The anti-Messianic group Yad L'achim has been using the Chief Rabbi of the City of Ramle, Rav. Yechiel Abuchatzeira, to promise prayers for marital partners, pregnancies, financial prosperity and more to anyone making a donation to their organization.
According to Rabbi Eli Ben-Dahan, Deputy Minister of Religious Services, it is illegal for rabbis employed by the state to raise funds for an organization that is actively trying to prevent missionary or Messianic activities. The Deputy Minister made the announcement in response to a complaint by the Hiddush organization for religious freedom against the Yad L'achim fund-raising campaign.
Rabbi Abuchatzeira was also rebuked for using his position as a government employee to help raise money for the anti-Messianic organization "in a way prohibited by law and unworthy of a municipality Rabbi." Yad L'achim was told to take down the problematic ad campaign (pictured), which included a link where visitors could make a donation to the organization in order to receive a blessing from the Rabbi.
Abuchatzeira is nephew to Rabbi Israel Abuhatzeira, famously known as the Baba Sali, a leading Moroccan Sephardic Kabbalist renowned for his alleged ability to work miracles through his prayers. His protégé nephew Yechiel Abuhatzeira, also a Kabbalist, promised to work similar miracles by praying for Yad L'achim donors at the grave of Rabbi Jonathan Ben Uzziel, a 1st century sage who wrote a large part of the Kabbalist literature.
The Yad L'achim miracles-for-dollars campaign was designed specifically for Tu B'Av, the Jewish holiday which fell on August 11 this year and is thought to be a favorable day for singles wishing to get married. Multitudes of Israelis are lured into these schemes.
Organizations like Yad L'achim are well known for taking advantage of people through these kinds of manipulative campaigns. Over the years, Yad L'achim, together with other similar sects, have promised everything from long life to male children for a price.

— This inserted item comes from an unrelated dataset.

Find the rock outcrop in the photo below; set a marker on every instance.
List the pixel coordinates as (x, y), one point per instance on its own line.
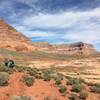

Some Orthodox political parties offer supernatural benefits for voting for them, in spite of a Knesset political campaign law stating that "swearing, cursing, excommunicating, banning, vowing, or promises of blessings are punishable by fine and up to five years in prison."
But the government has been in no rush to enforce the laws against these manipulative practices for fear of losing political support from the religious sector. This week's ruling against Yad L'achim, an organization dedicated to preventing Jewish people from believing in Jesus, came as a surprise to many.